Note that the health check confirms credentials and connectivity, but does not run a full end-to-end voice-to-time submission. If setup succeeds but verbal time entry does not work or performs poorly, check that the correct models are deployed: for Azure OpenAI, confirm that the transcription and structured-output deployments point at the supported models listed under Azure OpenAI.
Users see the Voice tab, but cannot record
If a user reports that the microphone button is greyed out, check the following:
- The user may not have permission to manage draft time entries. Contact Legalsense Support to verify.
- The user may not be using a supported browser. Ask them to try a recent version of Chrome, Firefox, or Safari.
- The user's browser may not have microphone permission for Legalsense.
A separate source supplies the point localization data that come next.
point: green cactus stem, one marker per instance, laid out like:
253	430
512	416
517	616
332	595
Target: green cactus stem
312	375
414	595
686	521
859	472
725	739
Ask them to check their browser settings and allow microphone access for your Legalsense domain.
Users submit recordings but no drafts appear
A short processing delay of 10–60 seconds is normal. If drafts consistently fail to appear after waiting, it may indicate a problem with the AI provider configuration or connectivity. Contact Legalsense Support and provide the approximate time of the failed submission so it can be investigated.